March overview

  • Currently 78% of the Goulburn Murray Valley’s (GMV) fruit fly population is located in urban sites (down from 88% in January 2020).
  • As daily temperatures drop, conditions become ideal for Queensland Fruit Fly (QFF) to mate and lay eggs.
  • Eggs laid during February will become a new generation of pest fruit flies in early March and attack autumn fruit and fruiting vegetable crops.
  • New generations may spread from urban areas, through peri-urban sites and into commercial crops.
  • Action now will cut the next fruit fly generation and increase future home garden productivity.

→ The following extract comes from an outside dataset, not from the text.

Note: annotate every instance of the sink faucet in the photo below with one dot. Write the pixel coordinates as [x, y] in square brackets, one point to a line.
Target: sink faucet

Removal and the correct disposal of unwanted fruit; removal of unwanted trees; the use of fruit fly baits, netting and traps; together with monitoring ripening fruit for sting marks in home gardens, untended areas, council and Crown land, roadsides, riverbanks and business sites are necessary actions.

Potential hotspots

Potential fruit fly hotspots have been identified in the following urban areas:

Barooga Euroa Shepparton
Cobram Kyabram Violet Town
Echuca Merrigum Yarrawonga

These sites are of moderate concern for potential hotspot status and community members with gardens and orchards in these areas should take precautions to reduce the ability of QFF to infest fruit and survive the autumn period.

Autumn outlook

If QFF populations follow typical trends, numbers trapped in urban locations across the GMV will remain relatively unchanged in early March and decline slightly in April, before a major drop is experienced in May. It is at this time that it appears QFF migrate from urban areas to commercial orchards.

Action required

Home gardeners and community members should be on the look-out for increased QFF activity. Simple tasks to undertake to help reduce the spread include:

  1. Regularly check monitoring traps.
  2. Check ripe or ripening fruit for sting marks and/or larval infestations.
  3. Pick up fallen and unwanted fruit, place it in sealed garbage bags and leave it in the sun for a week. You may then safely dispose of it in the garbage or bury it.
  4. Apply netting to high risk trees and plants.
  5. Consider free removal of your unwanted fruit trees. Apply at your local council.
  6. Let your neighbours know if you experience a QFF build-up.